Additionally, if the PostgreSQL upgrade doesn't fail, a successful upgrade
requires downtime for secondaries while reinitializing streaming replication.
For the recommended procedure, see the
[Omnibus GitLab documentation](https://docs.gitlab.com/omnibus/settings/database.html#upgrading-a-geo-instance).
## Upgrading to GitLab 12.2
WARNING:
If the existing PostgreSQL server version is 9.6.x, we recommend upgrading to
GitLab 12.4 or later. By default, GitLab 12.2 attempts to upgrade the embedded
PostgreSQL server version from 9.6 to 10.9. In certain circumstances, it can
fail. For more information, see the
[Omnibus GitLab documentation](https://docs.gitlab.com/omnibus/settings/database.html#upgrading-a-geo-instance).
Additionally, if the PostgreSQL upgrade doesn't fail, a successful upgrade
requires downtime for secondaries while reinitializing streaming replication.
For the recommended procedure, see the
[Omnibus GitLab documentation](https://docs.gitlab.com/omnibus/settings/database.html#upgrading-a-geo-instance).
GitLab 12.2 includes the following minor PostgreSQL upgrades:
- To version `9.6.14`, if you run PostgreSQL 9.6.
- To version `10.9`, if you run PostgreSQL 10.
This upgrade occurs even if major PostgreSQL upgrades are disabled.

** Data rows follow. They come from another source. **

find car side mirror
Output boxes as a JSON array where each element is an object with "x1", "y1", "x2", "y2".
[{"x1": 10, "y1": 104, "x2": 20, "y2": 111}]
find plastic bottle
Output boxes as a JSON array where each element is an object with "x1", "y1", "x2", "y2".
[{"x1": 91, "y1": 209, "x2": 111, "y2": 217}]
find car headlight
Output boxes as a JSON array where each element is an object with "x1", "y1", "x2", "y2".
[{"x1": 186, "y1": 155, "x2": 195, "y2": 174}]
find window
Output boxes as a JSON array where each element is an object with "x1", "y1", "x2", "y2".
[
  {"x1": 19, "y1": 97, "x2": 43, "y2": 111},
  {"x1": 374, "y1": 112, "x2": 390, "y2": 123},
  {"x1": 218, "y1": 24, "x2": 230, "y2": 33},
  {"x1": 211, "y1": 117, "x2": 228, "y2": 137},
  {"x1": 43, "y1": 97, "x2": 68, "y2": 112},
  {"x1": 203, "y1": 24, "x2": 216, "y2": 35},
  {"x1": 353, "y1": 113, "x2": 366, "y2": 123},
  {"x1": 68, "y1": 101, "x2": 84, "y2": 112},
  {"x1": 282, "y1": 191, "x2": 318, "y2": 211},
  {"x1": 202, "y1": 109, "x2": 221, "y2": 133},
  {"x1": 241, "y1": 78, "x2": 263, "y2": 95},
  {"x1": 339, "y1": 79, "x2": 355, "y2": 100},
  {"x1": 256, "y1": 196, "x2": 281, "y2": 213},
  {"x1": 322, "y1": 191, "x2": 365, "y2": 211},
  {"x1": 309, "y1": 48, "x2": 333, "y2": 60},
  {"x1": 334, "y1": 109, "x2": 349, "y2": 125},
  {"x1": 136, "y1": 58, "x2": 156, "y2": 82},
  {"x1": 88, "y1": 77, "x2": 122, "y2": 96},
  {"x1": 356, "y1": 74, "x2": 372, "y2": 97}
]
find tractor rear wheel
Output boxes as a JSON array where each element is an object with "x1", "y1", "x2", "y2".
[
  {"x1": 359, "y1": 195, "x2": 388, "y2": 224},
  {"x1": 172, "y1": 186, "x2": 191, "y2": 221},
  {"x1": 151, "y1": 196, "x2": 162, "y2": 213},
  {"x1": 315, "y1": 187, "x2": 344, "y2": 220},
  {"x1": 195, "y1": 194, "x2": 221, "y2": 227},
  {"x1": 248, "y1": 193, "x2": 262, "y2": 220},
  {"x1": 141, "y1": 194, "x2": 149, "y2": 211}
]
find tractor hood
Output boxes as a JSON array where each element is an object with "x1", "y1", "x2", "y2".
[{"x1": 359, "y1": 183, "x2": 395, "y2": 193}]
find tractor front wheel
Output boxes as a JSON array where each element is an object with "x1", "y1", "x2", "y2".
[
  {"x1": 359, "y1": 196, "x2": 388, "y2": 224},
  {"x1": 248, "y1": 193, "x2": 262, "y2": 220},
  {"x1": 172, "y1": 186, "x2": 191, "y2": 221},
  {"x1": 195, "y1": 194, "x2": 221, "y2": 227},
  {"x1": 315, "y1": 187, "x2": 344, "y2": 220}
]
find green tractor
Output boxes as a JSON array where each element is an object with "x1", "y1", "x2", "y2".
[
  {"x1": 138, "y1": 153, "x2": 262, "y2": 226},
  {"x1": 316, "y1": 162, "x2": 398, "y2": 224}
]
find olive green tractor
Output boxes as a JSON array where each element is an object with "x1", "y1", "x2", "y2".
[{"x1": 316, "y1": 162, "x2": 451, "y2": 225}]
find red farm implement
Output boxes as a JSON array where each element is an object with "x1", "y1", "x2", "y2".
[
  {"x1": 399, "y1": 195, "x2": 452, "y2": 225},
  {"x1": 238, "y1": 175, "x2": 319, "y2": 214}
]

Before [refreshing Foreign Data Wrapper during a Geo upgrade](../../../update/zero_downtime.md#step-4-run-post-deployment-migrations-and-checks),
restart the Geo tracking database:
```shell
sudo gitlab-ctl restart geo-postgresql
```
The restart avoids a version mismatch when PostgreSQL tries to load the FDW
extension.
## Upgrading to GitLab 12.1
WARNING:
If the existing PostgreSQL server version is 9.6.x, we recommend upgrading to
GitLab 12.4 or later. By default, GitLab 12.1 attempts to upgrade the embedded
PostgreSQL server version from 9.6 to 10.9. In certain circumstances, it can
fail. For more information, see the
[Omnibus GitLab documentation](https://docs.gitlab.com/omnibus/settings/database.html#upgrading-a-geo-instance).
Additionally, if the PostgreSQL upgrade doesn't fail, a successful upgrade
requires downtime for secondaries while reinitializing streaming replication.
For the recommended procedure, see the
[Omnibus GitLab documentation](https://docs.gitlab.com/omnibus/settings/database.html#upgrading-a-geo-instance).
## Upgrading to GitLab 12.0
WARNING:
This version is affected by a
[bug that results in new LFS objects not being replicated to Geo secondary sites](https://gitlab.com/gitlab-org/gitlab/-/issues/32696).
The issue is fixed in GitLab 12.1. Be sure to upgrade to GitLab 12.1 or later.